The present invention relates to a thermophotovoltaic converter of the type comprising a concentrating optical system and a chamber formed by a transducer of solar radiation comprising a lens and at least one photovoltaic cell.
It is known that the sun emits energy in the form of electromagnetic radiation, the wavelengths of which lie essentially between 0.2 and 3 .mu.m.

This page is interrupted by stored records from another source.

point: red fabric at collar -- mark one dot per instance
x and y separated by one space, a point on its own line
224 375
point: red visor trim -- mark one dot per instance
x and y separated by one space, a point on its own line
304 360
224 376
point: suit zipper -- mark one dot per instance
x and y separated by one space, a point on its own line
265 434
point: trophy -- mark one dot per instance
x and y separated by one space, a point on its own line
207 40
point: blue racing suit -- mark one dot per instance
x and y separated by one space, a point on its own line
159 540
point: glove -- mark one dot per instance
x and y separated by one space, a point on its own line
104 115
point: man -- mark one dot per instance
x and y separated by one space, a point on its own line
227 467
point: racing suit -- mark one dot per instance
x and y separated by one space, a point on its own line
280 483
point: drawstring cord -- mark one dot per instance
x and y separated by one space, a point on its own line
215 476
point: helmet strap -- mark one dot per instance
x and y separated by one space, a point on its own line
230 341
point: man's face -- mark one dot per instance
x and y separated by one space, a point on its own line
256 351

However, silicon photovoltaic cells exhibit a high degree of efficiency substantially in the spectral range between 0.6 and 1 .mu.m, with a maximum in the region of 0.85 .mu.m, outside which these cells become hot and are subject to a rapid loss of efficiency.
The converters in common use are of the filter type or of the type based on a thermal principle, using in both cases an optical focusing unit.
The converters of the type with filters essentially comprise at least one filter which selects and conveys the solar radiation, the wavelengths of which lie substantially within a range of between 0.6 and 1 .mu.m, to a silicon photovoltaic cell. The rejected radiation, which is not conveyed by said filter, is often used to strike a photovoltaic cell sensitive thereto, for example of germanium type, directly or via a subsequent filter which, in this case, selects the radiation of a wavelength lying in the region of 1.6 .mu.m.
The converters of the second type mentioned, based on a thermal principle, essentially comprise a radiator which, when exposed to solar radiation, becomes red hot and emits radiation towards the photovoltaic cell, preferably with an emission peak matched to that of maximum sensitivity exhibited by the photovoltaic cell itself.
The above-mentioned converters have a number of disadvantages. In particular, for filter-type converters, heating of the cells occurs caused by background noise, i.e. by radiation not properly discriminated by the filters. Furthermore, there is unsatisfactory utilization of the band portion of electromagnetic radiation emitted by the sun and lying between 1.7 .mu.m and .infin., and in the case where it is desired to utilize also the radiation within this band, it is necessary to provide further filters and corresponding specifically designed photovoltaic cells, with a consequent increased cost of production which, however, is not based on a corresponding increase in the efficiency of the converter.
The converters of the second type also undergo heating caused by background noise and damaging to the radiator itself. Moreover, the peak emission of the radiator is relatively low and narrow in relation to the total spectrum of solar electromagnetric radiation, in which case the associated photovoltaic cell converts a reduced percentage of the solar energy arriving at aforesaid radiator.